Causes for pre-implantation embryo loss, which can be as high as 50% or more of fertilized embryos, are multifactorial and largely undescribed. Studies in cattle using mastitis as a model indicate that one cause of early embryonic loss is infectious disease or activation of immune responses at sites outside the reproductive tract. Infection of the mammary gland in dairy cattle is associated with a reduction in pregnancy rate (proportion of inseminated cows that become pregnant) and an increase in the number of inseminations required to establish pregnancy. Also, intravenous challenge with bacterial peptidoglycan and polysaccharide at approximately days 3-5 after breeding reduced subsequent pregnancy rate in sheep that had been previously immunized against the same material. The mechanism by which extrauterine activation of immune and inflammatory responses leads to embryonic loss is not clear although cytokines probably play a crucial role. Effects could be exerted at the level of the hypothalamic-pituitary axis, ovary, reproductive tract or embryo. Interferon (IFN)-alpha, for example, which can reduce pregnancy rate in cattle when injected around 13-19 days after breeding, increases body temperature, inhibits secretion of luteinizing hormone, and reduces circulating concentrations of progesterone. Other cytokines or products of cytokine activation could cause embryonic loss by causing hyperthermia (as elevated temperature blocks oocyte function and embryonic development), exerting toxic effects on the corpus luteum [for example, IFN-gamma, tumor necrosis factor-alpha (TNF-alpha) and prostaglandin F(2alpha)], stimulating endometrial prostaglandin synthesis [TNF-alpha and interleukin(IL)-1beta], reducing endometrial cell proliferation (IL-1beta), and interfering with oocyte maturation and embryonic development (TNF-alpha, nitric oxide, and prostaglandin F(2alpha)). Although largely neglected by reproductive immunologists, study of the involvement of the immune system in pre-implantation embryonic loss is likely to lead to new methods for enhancing fertility.

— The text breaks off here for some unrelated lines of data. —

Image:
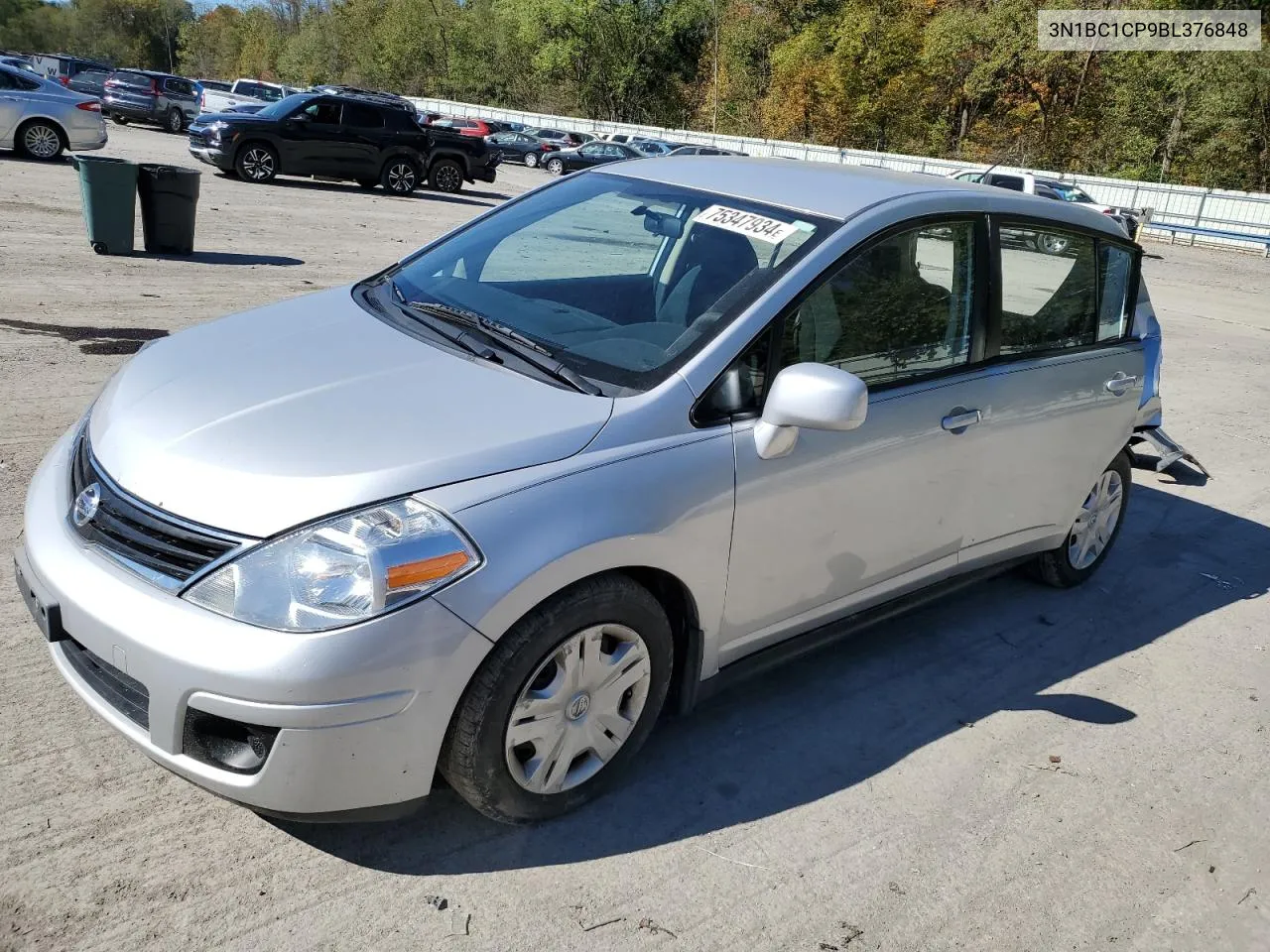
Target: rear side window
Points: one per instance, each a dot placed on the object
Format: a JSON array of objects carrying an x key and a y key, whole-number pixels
[
  {"x": 1048, "y": 291},
  {"x": 363, "y": 117},
  {"x": 1115, "y": 267}
]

植入前胚胎丢失的发生率可能高达受精胚胎的50%或更高,其原因是多因素的,且在很大程度上尚未明确。以乳腺炎为模型的牛研究表明,早期胚胎丢失的一个原因是生殖道外部位的传染病或免疫反应激活。奶牛乳腺感染与妊娠率降低(授精母牛怀孕的比例)以及建立妊娠所需的授精次数增加有关。此外,在配种后约3 - 5天静脉注射细菌肽聚糖和多糖会降低先前已针对相同物质进行免疫的绵羊的后续妊娠率。尽管细胞因子可能起关键作用,但子宫外免疫和炎症反应激活导致胚胎丢失的机制尚不清楚。其影响可能作用于下丘脑 - 垂体轴、卵巢、生殖道或胚胎水平。例如,在配种后约13 - 19天注射时可降低牛妊娠率的干扰素(IFN) - α会升高体温、抑制促黄体生成素的分泌并降低孕酮的循环浓度。其他细胞因子或细胞因子激活产物可能通过引起体温过高(因为升高的温度会阻断卵母细胞功能和胚胎发育)、对黄体产生毒性作用(例如,IFN - γ、肿瘤坏死因子 - α(TNF - α)和前列腺素F(2α))、刺激子宫内膜前列腺素合成(TNF - α和白细胞介素(IL) - 1β)、减少子宫内膜细胞增殖(IL - 1β)以及干扰卵母细胞成熟和胚胎发育(TNF - α、一氧化氮和前列腺素F(2α))而导致胚胎丢失。尽管生殖免疫学家很大程度上忽略了这一点,但研究免疫系统在植入前胚胎丢失中的作用可能会带来提高生育力的新方法。